Dr Guevara March's trip to Geneva is part of a wave of protests against the irregularities of the trial and the harsh sentences ranging from 15 years to life. She was accompanied in her visit to the Ecumenical Centre by Cuba's ambassador to Switzerland and a delegation of Cuban officials. "We ask the World Council of Churches to be in solidarity with us, to ask for clemency for the five Cubans under arrest in Miami", Dr Guevara March said. Her visit follows that of the president of the Cuban Council of Churches, Rev. Dr Reineiro Arce, who had made the same plea to staff of the WCC.

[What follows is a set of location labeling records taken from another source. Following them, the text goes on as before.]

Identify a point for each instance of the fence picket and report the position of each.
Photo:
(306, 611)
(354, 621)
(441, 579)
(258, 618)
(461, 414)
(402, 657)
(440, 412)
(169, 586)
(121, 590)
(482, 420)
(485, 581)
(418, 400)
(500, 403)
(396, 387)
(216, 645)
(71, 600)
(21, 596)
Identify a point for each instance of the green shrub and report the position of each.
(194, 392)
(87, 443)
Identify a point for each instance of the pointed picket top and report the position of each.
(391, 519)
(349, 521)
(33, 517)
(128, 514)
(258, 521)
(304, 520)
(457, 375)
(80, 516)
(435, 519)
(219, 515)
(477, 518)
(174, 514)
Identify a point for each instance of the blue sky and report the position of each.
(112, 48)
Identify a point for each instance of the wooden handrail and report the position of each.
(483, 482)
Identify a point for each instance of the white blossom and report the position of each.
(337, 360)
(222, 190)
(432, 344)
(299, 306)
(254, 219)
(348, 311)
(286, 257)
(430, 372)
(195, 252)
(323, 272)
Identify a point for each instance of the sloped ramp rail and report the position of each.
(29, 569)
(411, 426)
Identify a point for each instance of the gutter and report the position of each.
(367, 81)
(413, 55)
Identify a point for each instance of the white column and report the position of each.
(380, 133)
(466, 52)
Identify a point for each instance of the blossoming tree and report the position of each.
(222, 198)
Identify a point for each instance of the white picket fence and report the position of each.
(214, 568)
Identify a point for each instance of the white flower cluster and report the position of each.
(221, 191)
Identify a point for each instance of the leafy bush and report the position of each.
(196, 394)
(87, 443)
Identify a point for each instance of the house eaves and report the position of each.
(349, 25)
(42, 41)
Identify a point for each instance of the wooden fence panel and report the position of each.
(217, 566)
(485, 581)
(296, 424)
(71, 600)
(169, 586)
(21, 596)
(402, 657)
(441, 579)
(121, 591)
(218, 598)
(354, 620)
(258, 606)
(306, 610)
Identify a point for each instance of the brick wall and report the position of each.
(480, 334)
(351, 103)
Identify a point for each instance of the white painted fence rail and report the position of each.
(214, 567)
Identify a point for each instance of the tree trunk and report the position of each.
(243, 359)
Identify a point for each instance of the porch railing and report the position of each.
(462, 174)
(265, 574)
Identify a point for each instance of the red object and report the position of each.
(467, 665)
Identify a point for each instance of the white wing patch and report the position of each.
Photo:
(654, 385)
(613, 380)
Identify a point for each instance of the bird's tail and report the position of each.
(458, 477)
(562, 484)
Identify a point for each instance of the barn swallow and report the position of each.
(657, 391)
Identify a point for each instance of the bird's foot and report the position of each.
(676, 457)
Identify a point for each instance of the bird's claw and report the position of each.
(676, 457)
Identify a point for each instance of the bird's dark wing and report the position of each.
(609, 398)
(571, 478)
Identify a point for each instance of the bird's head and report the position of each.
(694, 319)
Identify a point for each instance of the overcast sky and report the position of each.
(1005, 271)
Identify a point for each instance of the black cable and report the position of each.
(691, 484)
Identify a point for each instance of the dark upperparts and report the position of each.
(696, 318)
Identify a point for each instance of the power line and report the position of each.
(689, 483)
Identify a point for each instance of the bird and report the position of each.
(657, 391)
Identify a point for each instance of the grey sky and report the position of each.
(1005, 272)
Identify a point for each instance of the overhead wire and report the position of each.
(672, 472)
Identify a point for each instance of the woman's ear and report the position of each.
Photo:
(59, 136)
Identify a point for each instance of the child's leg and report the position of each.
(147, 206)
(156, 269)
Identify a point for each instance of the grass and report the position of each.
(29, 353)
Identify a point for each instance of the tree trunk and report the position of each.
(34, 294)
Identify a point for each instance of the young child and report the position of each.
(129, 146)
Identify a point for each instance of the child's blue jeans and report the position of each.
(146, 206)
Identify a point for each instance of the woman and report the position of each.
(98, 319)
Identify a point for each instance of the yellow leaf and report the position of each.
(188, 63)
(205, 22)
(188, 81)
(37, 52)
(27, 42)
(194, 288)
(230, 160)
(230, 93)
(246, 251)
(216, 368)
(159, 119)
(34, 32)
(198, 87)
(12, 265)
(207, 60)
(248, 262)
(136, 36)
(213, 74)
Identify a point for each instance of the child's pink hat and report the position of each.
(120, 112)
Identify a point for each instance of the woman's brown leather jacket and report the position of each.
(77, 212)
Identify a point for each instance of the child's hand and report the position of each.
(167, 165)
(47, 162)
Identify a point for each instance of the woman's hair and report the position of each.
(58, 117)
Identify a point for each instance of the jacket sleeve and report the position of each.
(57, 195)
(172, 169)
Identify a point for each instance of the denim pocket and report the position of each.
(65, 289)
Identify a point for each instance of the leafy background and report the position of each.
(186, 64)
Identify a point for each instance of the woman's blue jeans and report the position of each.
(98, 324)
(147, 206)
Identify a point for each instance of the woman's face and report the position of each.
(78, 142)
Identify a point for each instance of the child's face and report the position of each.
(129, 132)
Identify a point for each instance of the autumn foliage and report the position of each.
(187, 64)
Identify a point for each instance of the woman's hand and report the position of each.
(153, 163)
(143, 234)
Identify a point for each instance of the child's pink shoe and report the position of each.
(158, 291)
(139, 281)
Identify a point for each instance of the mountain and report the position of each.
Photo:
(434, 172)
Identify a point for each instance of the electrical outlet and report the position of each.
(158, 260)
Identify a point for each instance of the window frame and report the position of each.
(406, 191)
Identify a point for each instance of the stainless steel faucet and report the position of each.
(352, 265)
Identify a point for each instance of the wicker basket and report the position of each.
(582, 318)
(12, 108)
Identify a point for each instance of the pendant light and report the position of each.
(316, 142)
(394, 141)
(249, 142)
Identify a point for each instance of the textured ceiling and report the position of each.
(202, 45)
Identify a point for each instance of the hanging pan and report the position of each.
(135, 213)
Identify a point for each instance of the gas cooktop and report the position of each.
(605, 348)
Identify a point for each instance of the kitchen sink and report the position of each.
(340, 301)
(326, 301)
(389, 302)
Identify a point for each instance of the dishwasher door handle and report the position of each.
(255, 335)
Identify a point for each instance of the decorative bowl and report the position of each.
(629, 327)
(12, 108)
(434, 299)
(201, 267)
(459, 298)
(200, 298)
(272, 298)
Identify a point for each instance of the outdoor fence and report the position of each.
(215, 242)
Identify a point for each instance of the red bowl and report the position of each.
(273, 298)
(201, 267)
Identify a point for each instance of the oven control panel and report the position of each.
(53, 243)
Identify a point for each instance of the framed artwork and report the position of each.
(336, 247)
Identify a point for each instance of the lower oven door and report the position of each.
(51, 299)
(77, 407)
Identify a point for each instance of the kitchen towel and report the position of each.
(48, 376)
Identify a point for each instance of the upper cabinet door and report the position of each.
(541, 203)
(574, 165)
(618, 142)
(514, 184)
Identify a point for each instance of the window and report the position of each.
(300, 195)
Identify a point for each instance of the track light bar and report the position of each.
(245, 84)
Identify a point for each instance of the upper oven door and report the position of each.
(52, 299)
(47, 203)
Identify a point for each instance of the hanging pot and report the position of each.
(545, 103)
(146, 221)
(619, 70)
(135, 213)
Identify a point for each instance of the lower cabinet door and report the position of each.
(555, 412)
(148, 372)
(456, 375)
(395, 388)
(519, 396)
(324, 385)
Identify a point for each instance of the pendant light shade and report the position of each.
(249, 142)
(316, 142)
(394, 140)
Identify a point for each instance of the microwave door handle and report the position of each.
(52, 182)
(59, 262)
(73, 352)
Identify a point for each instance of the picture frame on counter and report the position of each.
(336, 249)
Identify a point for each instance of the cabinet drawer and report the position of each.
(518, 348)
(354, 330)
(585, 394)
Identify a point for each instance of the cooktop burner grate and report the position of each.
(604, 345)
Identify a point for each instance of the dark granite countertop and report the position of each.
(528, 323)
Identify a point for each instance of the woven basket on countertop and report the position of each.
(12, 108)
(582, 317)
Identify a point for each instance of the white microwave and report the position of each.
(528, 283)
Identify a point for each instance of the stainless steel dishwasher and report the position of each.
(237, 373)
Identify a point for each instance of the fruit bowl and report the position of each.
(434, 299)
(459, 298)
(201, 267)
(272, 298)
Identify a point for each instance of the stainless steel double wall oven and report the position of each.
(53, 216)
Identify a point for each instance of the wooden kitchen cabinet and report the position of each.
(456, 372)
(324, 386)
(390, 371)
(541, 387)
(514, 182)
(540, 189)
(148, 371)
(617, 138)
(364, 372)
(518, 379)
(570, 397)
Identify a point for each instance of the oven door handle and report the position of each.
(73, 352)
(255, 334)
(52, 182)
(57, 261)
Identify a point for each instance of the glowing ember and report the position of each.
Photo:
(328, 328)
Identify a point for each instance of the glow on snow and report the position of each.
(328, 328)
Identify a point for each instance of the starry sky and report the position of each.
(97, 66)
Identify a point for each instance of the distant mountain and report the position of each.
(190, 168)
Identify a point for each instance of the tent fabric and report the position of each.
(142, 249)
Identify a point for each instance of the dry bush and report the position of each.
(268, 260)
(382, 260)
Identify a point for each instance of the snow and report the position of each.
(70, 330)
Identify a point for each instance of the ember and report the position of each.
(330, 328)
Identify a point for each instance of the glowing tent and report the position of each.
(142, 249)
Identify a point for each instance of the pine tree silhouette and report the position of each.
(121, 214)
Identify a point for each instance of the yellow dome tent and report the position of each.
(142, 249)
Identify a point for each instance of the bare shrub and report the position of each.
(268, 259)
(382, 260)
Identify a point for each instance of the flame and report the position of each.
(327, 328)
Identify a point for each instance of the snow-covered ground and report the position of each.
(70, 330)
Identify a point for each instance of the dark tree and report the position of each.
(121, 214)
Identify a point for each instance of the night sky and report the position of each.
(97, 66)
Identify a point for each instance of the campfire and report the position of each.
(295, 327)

"The World Council of Churches", said Dr Guillermo Kerber of the International Relations staff "is concerned that justice be done and all legalities be taken into account in the legal proceedings against these five people."

In her wide-ranging presentation, Dr Guevara March talked about the impact of the US blockade on the health of Cuba's children. "Doctors cannot get basic medication for children suffering from leukemia," she said. Noting current concerns for the situation in Iraq, Dr Guevara March pointed to the impact of a similar blockade on the children of Iraq, and urged the WCC to continue being part of worldwide calls to prevent war in Iraq.

In her closing remarks, she shared stories of her early memories of her father, the Argentinian revolutionary who fought with Cuba's leader, Fidel Castro, in the revolution of 1959. "We, his family, fight against use of the term "myth" to describe him. My father was a man with virtues ... and with some flaws," she said to a round of laughter. "If we turn him into a myth, he is not a man. We want him to be known as a man. A man who loved a woman with whom he had four children in five years. A man who went to work for people other than his own people, who loved those people and fought for them."